Kanter is a similar case, particularly given the likelihood that he exercises his 18 million dollar player option for 2018-19. Kanter provides some utility as a bench scorer and could provide balance to scoring-starved outfits but the best the Knicks could hope for would be a likely salary swap, maybe enabling a slight decrease in guaranteed salary owed or a player with skills less duplicative with the Knicks roster.
Kyle O’Quinn is perhaps a better all-around player than either of Noah or Kanter at this point, even if he is extremely inconsistent. His contract only pays $4 million a year and he might be an appealing trade asset for competitive teams seeking cheap backup big help.
Hardaway’s horrific contract is already a sunk cost, but there could be value to find in the player joining the team. The Knicks must learn from their mistakes of the past and not allow THJ to be a gunner without conscience. They have to work him into the offense, build him a role, and hold him to his defensive duties to earn playing time. Word from training camp is that he has already developed a nice chemistry with young Frank Ntilikina, whose role as a playmaker might well be the key to unlocking Hardaway’s more efficient tendencies.
Frank’s performance will be of particular interest to the Knicks chances going forward and could be further vindication for the European scouts in the Knicks organization. Talk in camp was all praise, as it always is this time of year, but it’s been especially reassuring to hear how good his jumper looks. Comparisons to a “young Kyrie Irving” are probably hyperbolic nonsense but if the French Prince proves ready to start from game 1 the Knicks will already have had great success this season. In his preseason debut, Frank was everything as advertised on the defensive end, hounding D’Angelo Russell and making calculated gambles to stymie opposing ball movement. It was glorious. On offense Frank was deferential to a fault and as expected struggled to get to the basket and finish.
Perhaps the most important aspect of the 2017-18 season will concern Kristaps Porzingis. After a tumultuous year where Phil threatened to trade him, fired his favourite coach and reports of conflict with Hornacek, Porzingis infamously skipped his exit meeting. In everyone’s best interest, the healing must begin between Porzingis and the Knicks organization. Kristaps will be the go-to-guy from day 1 of the Knicks season his development will be the key to the entire year. If he can replicate the growth he showed with the Latvian National Team and play in over 70 games, the season will be a success.
Key areas that Porzingis needs to improve on are his incessant fouling, weak post play, endurance and screen setting. In addition, he still struggles chasing around quicker players but this figures to remain an issue as long as he is playing the 4. The Ryan Anderson types of the world are ever more in vogue, and they make Kristaps pay dearly.

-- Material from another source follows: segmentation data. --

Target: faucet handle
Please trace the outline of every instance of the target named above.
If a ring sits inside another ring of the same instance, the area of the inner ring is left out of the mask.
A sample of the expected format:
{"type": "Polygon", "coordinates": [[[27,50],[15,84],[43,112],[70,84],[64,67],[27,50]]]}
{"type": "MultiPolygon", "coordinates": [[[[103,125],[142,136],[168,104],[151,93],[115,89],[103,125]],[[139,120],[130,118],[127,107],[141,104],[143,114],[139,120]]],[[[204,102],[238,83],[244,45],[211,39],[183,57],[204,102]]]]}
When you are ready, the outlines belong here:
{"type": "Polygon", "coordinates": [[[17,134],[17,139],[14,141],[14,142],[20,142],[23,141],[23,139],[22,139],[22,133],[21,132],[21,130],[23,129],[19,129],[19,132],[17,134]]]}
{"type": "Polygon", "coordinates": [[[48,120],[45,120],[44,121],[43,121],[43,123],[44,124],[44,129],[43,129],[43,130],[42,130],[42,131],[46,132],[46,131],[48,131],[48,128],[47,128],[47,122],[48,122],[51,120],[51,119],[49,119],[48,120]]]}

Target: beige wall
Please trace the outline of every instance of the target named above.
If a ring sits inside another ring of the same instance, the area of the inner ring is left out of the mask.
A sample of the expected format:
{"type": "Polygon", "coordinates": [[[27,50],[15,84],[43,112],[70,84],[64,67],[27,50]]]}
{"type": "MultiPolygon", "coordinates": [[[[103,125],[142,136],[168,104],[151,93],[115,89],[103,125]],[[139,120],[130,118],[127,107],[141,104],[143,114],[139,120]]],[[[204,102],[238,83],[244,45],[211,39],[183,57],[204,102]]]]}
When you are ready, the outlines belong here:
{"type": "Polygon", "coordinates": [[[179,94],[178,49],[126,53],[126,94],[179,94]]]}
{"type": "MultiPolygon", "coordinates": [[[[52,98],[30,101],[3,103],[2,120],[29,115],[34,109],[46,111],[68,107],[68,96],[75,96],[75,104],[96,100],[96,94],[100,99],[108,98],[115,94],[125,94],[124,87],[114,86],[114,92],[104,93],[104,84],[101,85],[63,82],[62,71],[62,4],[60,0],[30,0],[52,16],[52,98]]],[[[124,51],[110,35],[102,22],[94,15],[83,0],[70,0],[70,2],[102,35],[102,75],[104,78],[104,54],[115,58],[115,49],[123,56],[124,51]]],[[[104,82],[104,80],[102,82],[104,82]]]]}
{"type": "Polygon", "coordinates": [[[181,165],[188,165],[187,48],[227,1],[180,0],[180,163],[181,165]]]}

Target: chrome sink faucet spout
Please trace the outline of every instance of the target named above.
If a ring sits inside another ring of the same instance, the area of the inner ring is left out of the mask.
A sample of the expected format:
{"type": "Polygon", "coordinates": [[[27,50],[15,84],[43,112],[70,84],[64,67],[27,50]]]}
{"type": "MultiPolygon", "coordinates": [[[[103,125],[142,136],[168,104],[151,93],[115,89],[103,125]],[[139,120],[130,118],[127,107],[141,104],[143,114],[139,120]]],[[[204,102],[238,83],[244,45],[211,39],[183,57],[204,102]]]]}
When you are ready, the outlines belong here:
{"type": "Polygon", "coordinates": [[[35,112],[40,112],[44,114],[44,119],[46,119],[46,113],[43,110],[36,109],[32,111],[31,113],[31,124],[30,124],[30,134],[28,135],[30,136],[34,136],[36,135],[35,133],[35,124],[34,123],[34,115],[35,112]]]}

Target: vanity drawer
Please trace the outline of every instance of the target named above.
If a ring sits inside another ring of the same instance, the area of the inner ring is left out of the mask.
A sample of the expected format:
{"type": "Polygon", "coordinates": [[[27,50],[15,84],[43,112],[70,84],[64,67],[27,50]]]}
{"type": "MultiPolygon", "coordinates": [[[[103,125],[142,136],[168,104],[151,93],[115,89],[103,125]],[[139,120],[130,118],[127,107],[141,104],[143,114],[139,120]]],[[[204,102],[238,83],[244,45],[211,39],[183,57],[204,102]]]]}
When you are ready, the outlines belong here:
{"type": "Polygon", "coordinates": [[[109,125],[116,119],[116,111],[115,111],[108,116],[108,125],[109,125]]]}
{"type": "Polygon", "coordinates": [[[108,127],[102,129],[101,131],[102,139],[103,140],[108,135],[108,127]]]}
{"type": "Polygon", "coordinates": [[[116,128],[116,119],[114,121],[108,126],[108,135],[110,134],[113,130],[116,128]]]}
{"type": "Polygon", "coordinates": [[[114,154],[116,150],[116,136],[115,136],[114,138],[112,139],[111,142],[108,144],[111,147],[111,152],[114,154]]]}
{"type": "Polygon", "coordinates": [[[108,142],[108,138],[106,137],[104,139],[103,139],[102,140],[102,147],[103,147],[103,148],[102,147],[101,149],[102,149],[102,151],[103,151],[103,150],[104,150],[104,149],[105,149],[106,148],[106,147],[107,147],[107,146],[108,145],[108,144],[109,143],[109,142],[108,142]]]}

For all that, Kristaps will almost certainly be an All-Star this season having only narrowly missed out last year. His performance in the Eurobasket was breathtaking and is a good reminder that there is real substance to the hype with this young player. If used correctly, KP is a mismatch on every offensive possession capable of scoring from anywhere on the court.
Beyond development for their key players and the management of their future cap space, the draft ultimately will be the driving force of this season for the Knicks. Until further notice, the Knicks have their 1st round picks and will be in a position to use them.
Knicks lines were set before the Carmelo Anthony trade at 30.5, which should plummet now that the 10-time All-Star is with OKC. The Knicks could realistically win below 25 games this year, which will put them right in the range to be in the top 5 in the lottery. There are probable franchise level players in that range and drafting one to play with Porzingis is the only realistic way the Knicks can emerge from their current bottom feeder status as something of a contender.
They may have gotten there haphazardly, but the Knicks are on track for some kind of lasting success in the future if (and it’s a big if) they can demonstrate a level of patience that has been so lacking in the past. Knicks fans, as well as the front office, will do well to remember this as the L’s pile up throughout the year.
For the Knicks, down is the only way up.